Et si le prochain moteur de l’intelligence artificielle en Europe était portugais ? En proposant d’accueillir une Gigafactory de l’IA à Sines pour un investissement estimé à 4 milliards d’euros, le Portugal affiche des ambitions technologiques inédites. Bien plus qu’un simple centre de données, ce projet pourrait hisser le pays parmi les leaders européens de la superinformatique et de l’innovation numérique.
Porté par Banco Português de Fomento (Banque portugaise de développement) et un consortium de grandes entreprises et d’institutions de recherche, ce projet vise à créer une plateforme européenne de référence pour l’entraînement et le déploiement de modèles d’intelligence artificielle à très grande échelle. À l’heure où l’Europe cherche à rattraper son retard sur les États-Unis et la Chine, Lisbonne entend bien se placer au centre du jeu.
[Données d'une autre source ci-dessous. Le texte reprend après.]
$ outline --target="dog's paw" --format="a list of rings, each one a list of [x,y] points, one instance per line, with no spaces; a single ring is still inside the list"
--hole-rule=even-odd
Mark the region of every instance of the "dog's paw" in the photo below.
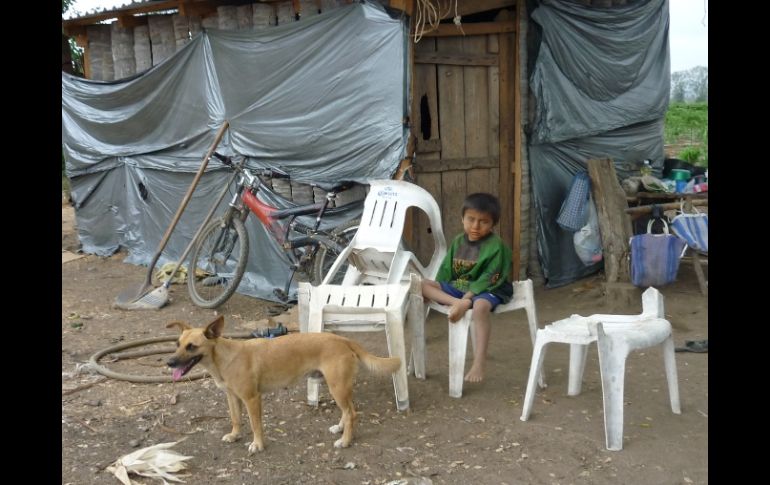
[[[265,446],[262,443],[257,443],[256,441],[252,441],[249,445],[249,455],[253,454],[257,450],[262,451],[265,449]]]
[[[343,430],[343,428],[339,424],[335,424],[334,426],[331,426],[329,428],[329,431],[331,431],[334,434],[342,433],[342,430]]]
[[[342,438],[334,442],[335,448],[347,448],[348,446],[350,446],[350,443],[345,443],[345,440],[343,440]]]
[[[238,441],[239,439],[240,439],[240,436],[238,435],[238,433],[227,433],[226,435],[222,436],[222,441],[226,441],[228,443]]]

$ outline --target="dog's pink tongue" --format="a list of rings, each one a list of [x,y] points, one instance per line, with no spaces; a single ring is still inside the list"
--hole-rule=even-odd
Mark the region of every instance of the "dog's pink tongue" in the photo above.
[[[179,379],[181,379],[182,378],[182,372],[183,372],[183,370],[182,370],[181,367],[177,367],[176,369],[174,369],[173,379],[175,381],[178,381]]]

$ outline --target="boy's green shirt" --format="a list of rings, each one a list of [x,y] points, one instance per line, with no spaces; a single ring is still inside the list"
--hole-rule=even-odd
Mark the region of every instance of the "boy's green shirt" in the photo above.
[[[513,296],[511,284],[512,252],[502,238],[490,233],[479,241],[469,241],[465,233],[452,240],[441,262],[436,281],[451,284],[474,295],[489,292],[506,303]]]

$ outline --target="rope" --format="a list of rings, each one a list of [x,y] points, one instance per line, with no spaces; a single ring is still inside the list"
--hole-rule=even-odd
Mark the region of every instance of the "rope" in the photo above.
[[[441,19],[445,17],[452,9],[452,0],[447,3],[446,12],[441,13],[441,1],[442,0],[416,0],[415,5],[415,23],[414,23],[414,43],[420,42],[425,32],[432,32],[438,29]],[[454,24],[460,29],[460,32],[465,35],[461,25],[462,17],[457,15],[457,0],[454,0],[454,12],[453,17]],[[429,28],[426,29],[426,23]]]

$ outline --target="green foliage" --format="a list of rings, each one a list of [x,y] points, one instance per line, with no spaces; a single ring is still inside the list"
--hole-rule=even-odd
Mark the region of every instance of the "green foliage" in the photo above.
[[[78,47],[74,39],[69,39],[70,55],[72,56],[72,74],[85,77],[83,70],[83,48]]]
[[[663,136],[666,143],[707,143],[708,103],[671,103]]]
[[[679,154],[677,157],[681,160],[684,160],[686,162],[690,162],[692,164],[698,163],[701,158],[703,157],[703,153],[701,153],[701,149],[696,146],[687,147]]]
[[[677,158],[708,166],[708,103],[671,103],[666,112],[664,141],[684,145]]]

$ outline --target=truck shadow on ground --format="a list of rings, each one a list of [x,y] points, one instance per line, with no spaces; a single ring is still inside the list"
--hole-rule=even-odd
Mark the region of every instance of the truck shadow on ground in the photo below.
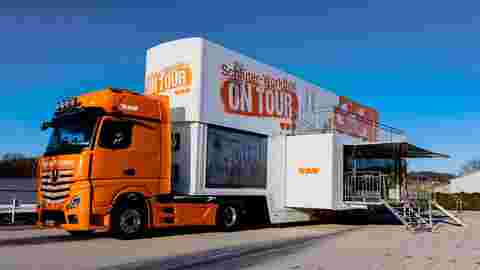
[[[99,238],[99,237],[106,237],[106,236],[102,236],[102,234],[95,234],[91,236],[72,236],[72,235],[34,236],[34,237],[0,240],[0,247],[42,245],[42,244],[51,244],[51,243],[58,243],[58,242],[84,241],[84,240],[90,240],[90,239]]]
[[[246,230],[256,230],[256,229],[267,229],[267,228],[289,228],[289,227],[300,227],[300,226],[311,226],[311,225],[326,225],[326,224],[337,224],[337,225],[401,225],[401,223],[395,219],[395,217],[389,213],[375,213],[366,215],[364,212],[358,213],[348,213],[344,215],[331,214],[331,213],[322,213],[318,216],[317,221],[309,222],[296,222],[296,223],[286,223],[286,224],[248,224],[241,226],[236,231],[246,231]],[[25,229],[32,229],[33,227],[23,228],[20,227],[15,229],[15,226],[10,228],[4,227],[4,231],[18,231]],[[181,235],[194,235],[202,233],[224,233],[223,231],[218,230],[217,227],[213,226],[192,226],[192,227],[177,227],[177,228],[165,228],[165,229],[154,229],[148,230],[144,237],[140,239],[153,239],[161,237],[171,237],[171,236],[181,236]],[[23,237],[23,238],[11,238],[0,240],[0,247],[7,246],[24,246],[24,245],[43,245],[43,244],[52,244],[52,243],[61,243],[61,242],[75,242],[75,241],[89,241],[93,239],[102,239],[108,238],[112,239],[112,236],[107,232],[98,232],[92,235],[82,235],[82,236],[73,236],[68,233],[62,235],[41,235],[33,237]],[[115,241],[115,240],[114,240]],[[122,240],[117,240],[122,241]],[[130,240],[135,241],[135,240]]]
[[[4,232],[13,232],[13,231],[21,231],[21,230],[36,230],[32,227],[24,228],[21,227],[19,229],[15,229],[15,226],[11,226],[10,228],[2,228]],[[248,229],[259,229],[259,228],[267,228],[269,226],[262,225],[262,226],[249,226]],[[245,228],[241,228],[240,230],[245,230]],[[41,230],[41,229],[38,229]],[[62,235],[40,235],[40,236],[33,236],[33,237],[22,237],[22,238],[10,238],[10,239],[3,239],[0,240],[0,247],[8,247],[8,246],[25,246],[25,245],[43,245],[43,244],[52,244],[52,243],[61,243],[61,242],[76,242],[76,241],[89,241],[94,239],[111,239],[113,241],[135,241],[141,239],[149,239],[149,238],[160,238],[160,237],[168,237],[168,236],[179,236],[179,235],[193,235],[193,234],[201,234],[201,233],[219,233],[220,231],[216,230],[215,227],[181,227],[181,228],[168,228],[168,229],[154,229],[148,230],[143,237],[140,239],[132,239],[132,240],[117,240],[113,238],[113,236],[108,232],[97,232],[92,235],[70,235],[65,232]]]
[[[246,225],[242,226],[236,231],[244,231],[244,230],[254,230],[254,229],[265,229],[265,228],[275,228],[275,227],[294,227],[294,226],[302,226],[302,225],[311,225],[312,223],[301,223],[301,224],[289,224],[283,226],[277,225]],[[11,226],[10,228],[2,228],[2,230],[6,233],[10,233],[13,231],[21,231],[21,230],[32,230],[32,227],[28,228],[18,228],[15,229],[15,226]],[[41,230],[41,229],[38,229]],[[112,241],[136,241],[141,239],[154,239],[154,238],[162,238],[162,237],[171,237],[171,236],[181,236],[181,235],[195,235],[195,234],[202,234],[202,233],[225,233],[219,231],[216,227],[210,226],[195,226],[195,227],[179,227],[179,228],[167,228],[167,229],[154,229],[148,230],[145,235],[140,239],[132,239],[132,240],[117,240],[112,237],[111,234],[107,232],[97,232],[92,235],[82,235],[82,236],[74,236],[68,233],[62,235],[40,235],[40,236],[33,236],[33,237],[22,237],[22,238],[10,238],[10,239],[3,239],[0,240],[0,247],[13,247],[13,246],[26,246],[26,245],[45,245],[45,244],[52,244],[52,243],[62,243],[62,242],[76,242],[76,241],[89,241],[94,239],[111,239]]]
Une infrastructure stratégique au cœur de Sines
La Gigafactory prévue à Sines ne serait pas un simple centre de calcul. Elle hébergerait plus de 100.000 puces NVIDIA de dernière génération, devenant ainsi l’un des hubs de supercalcul les plus puissants d’Europe. En phase initiale, le site créerait 270 emplois hautement qualifiés, avec des retombées indirectes estimées à plusieurs milliers de postes et une rentabilité projetée à 300 millions d’euros par an à l’horizon 2035.
Ce choix d’implantation n’est pas anodin. Sines bénéficie déjà d’un positionnement géographique stratégique avec ses connexions transatlantiques par câbles sous-marins, sa proximité avec l’océan Atlantique offrant des avantages naturels en termes de refroidissement, ainsi qu’une réserve foncière et énergétique adaptée aux grandes infrastructures numériques.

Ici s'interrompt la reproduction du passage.